Kauai Historical Sites

Old Koloa Town
Old Koloa Town

Many Kauai visitors come looking to enjoy some adventure, as this island is ripe for a range of activities. When you need a break from all the action in Kauai, trips to the island's historical sites can always make for a good diversion. Two of the top Kauai Hawaii historical sites are Old Koloa Town and the Waioli Mission House Museum. Old Koloa Town offers wonderful insight into Hawaiian life in the nineteenth century, and you'll want to make it a point to stop by its informative and interesting History Center. At the Waioli Mission House Museum, the lovingly restored 1837 missionary house is the main focus. Guided tours of this National Historic Landmark offer even more insight into earlier life on the island of Kauai. For those who are interested in visiting a historic church during their Kauai trip, the Hanalei Church deserves a look.

Maui Historical Sites

Many historical sites in Hawaii revolve around plantation life, and such is the case at the Maui Tropical Plantation, which is among the top Maui attractions. Found in the center of the island, the Maui Tropical Plantation once employed laborers who were imported from such countries as Japan and China, and these imported workers helped to contribute to the Aloha State's rich cultural makeup. When you're not learning about early plantation life at the Maui Tropical Plantation, you can always get a glimpse into missionary life at both the Bailey House Museum and the Baldwin Missionary Home. These two Hawaii museums make for ideal stops when you want to learn more about Maui history on the whole. You might also look to visit the Wo Hing Temple if you are interested in learning more about history and culture on your Maui getaway.

Lanai Historical Sites

Lanai is truly a place where you can get away from it all, and when you're not hiking the Munro Trail, playing some golf, or four-wheel driving through the Garden of the Gods, the Lanai historical sites will be good places to spend some time. The Luahiwa Rain Heiau and Petroglyph Reserve is arguably the best historical site on this small island, as it is home to some of Hawaii's best preserved petroglyphs. Some of these stone markings date back as far as the fifteenth century, and they depict horseback riders, warriors, and animals, among other things.

Molokai Historical Sites

Molokai might not be the first island that you consider when it comes to finding historical sites in Hawaii, but like the other islands, it boasts some good ones. These include the Kalaupapa National Historic Park, the Molokai Fishponds, and the Molokai Lighthouse, among others. The Kalaupapa National Historic Park is where you will find the Kalaupapa Peninsula, which was once the site of a leper colony in the late 1800s. During your visit to the Kalaupapa National Historic Park, you can learn more about Father Damien, who established the refuge for lepers. You can also take in some rich archaeological sites, visit a historic Roman Catholic Church, and even enjoy a mule ride on the expansive grounds.
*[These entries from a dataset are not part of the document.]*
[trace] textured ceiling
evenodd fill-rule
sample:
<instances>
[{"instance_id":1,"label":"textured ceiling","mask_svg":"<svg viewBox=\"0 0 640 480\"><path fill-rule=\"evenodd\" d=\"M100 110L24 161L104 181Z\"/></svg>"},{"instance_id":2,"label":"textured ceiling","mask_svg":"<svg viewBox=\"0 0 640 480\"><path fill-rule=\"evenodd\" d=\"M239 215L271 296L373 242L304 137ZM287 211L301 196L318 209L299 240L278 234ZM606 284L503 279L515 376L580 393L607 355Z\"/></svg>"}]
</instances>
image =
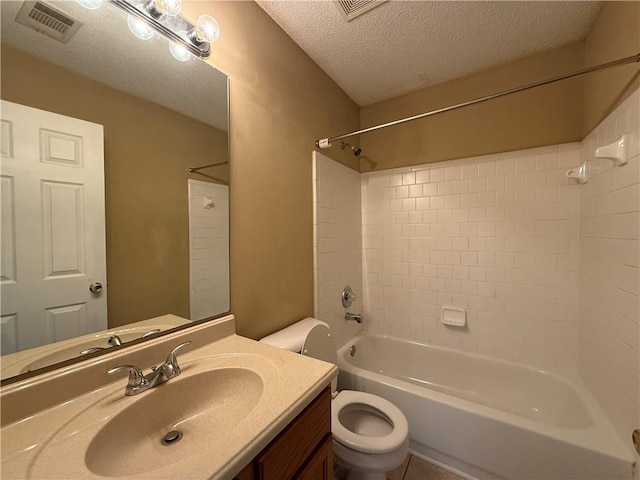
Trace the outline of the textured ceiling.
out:
<instances>
[{"instance_id":1,"label":"textured ceiling","mask_svg":"<svg viewBox=\"0 0 640 480\"><path fill-rule=\"evenodd\" d=\"M201 60L175 60L164 38L135 38L126 15L112 5L87 10L75 1L49 3L84 23L68 43L15 22L23 2L6 0L0 2L2 43L220 130L228 129L224 74Z\"/></svg>"},{"instance_id":2,"label":"textured ceiling","mask_svg":"<svg viewBox=\"0 0 640 480\"><path fill-rule=\"evenodd\" d=\"M392 0L347 23L329 1L258 4L360 106L582 40L600 8Z\"/></svg>"}]
</instances>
Fish ponds figure rather prominently among the Hawaii historical sites, and the Molokai Fishponds are some of the best. These ponds, which were built in the thirteenth century, used to number in the low 60s. Today, only a handful remain, among the most easily accessible of which is Kalokoeli. Lighthouse enthusiasts who are looking for good Molokai historical sites won't want to miss the Molokai Lighthouse. Built in 1909, this 138-foot-tall structure is the tallest United States lighthouse in the Pacific Ocean.